I used multiple age categories (under18, 18-35, 36-44 etc.) in my survey. So I recoded each interval as a dummy variable. I know it's not 100% correct to use something like age as categorical variables. Is there actually any literature which argues for this method and which legitimates the way I did this.

Best

Kevin

This was just me writing example to point out my issue. I actually binned it differently. How would you justify it? Do you have any literature to underpin this?

**Contents**hide

#### Best Answer

It's true that categorizing continuous variables can lead to some problems, but it can also help approximate a complex model more easily. For the same number of degrees of freedom, though, it might be preferable to fit a flexible linear model (e.g., a spline or polynomial model).
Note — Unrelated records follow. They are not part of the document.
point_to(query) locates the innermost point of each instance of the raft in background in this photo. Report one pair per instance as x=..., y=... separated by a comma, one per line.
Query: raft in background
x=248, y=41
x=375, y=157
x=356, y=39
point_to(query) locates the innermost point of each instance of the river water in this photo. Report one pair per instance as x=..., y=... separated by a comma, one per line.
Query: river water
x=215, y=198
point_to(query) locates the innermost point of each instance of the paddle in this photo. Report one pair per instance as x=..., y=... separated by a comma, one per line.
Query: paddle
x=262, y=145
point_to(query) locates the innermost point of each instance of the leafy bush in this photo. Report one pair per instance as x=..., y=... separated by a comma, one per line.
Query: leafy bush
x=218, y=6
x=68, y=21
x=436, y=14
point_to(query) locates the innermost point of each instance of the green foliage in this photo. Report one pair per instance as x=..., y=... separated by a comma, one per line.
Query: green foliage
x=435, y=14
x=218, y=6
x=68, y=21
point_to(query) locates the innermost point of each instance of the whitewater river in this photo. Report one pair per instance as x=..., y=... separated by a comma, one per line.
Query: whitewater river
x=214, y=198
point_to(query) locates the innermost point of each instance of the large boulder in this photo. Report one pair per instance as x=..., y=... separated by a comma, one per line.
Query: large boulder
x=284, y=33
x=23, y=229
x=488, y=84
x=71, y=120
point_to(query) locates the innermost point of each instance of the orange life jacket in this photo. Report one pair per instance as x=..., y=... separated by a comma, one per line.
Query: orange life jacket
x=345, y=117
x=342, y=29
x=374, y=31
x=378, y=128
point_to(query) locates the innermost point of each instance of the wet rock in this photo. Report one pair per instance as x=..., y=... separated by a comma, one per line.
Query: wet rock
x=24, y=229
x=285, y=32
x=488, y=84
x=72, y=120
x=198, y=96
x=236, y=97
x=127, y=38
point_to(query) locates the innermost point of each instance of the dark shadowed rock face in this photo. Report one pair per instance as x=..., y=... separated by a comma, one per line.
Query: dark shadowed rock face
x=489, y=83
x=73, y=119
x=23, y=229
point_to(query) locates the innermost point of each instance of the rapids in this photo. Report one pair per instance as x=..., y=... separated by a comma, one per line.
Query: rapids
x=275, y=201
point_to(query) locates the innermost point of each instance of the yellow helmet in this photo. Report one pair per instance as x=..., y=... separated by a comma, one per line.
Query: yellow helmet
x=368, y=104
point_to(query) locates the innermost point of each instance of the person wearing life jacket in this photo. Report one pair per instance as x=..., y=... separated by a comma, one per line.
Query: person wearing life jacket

That said, there is some (older) literature that justifies splitting into categories, as long as one splits into enough categories. Cochran (1968) and a follow-up Becher (1992) both recommend splitting into at least 5 categories in order to minimize the amount of residual confounding. In general. more categories is better, but you can risk over-fitting and having imprecise estimates with too few individuals in each category.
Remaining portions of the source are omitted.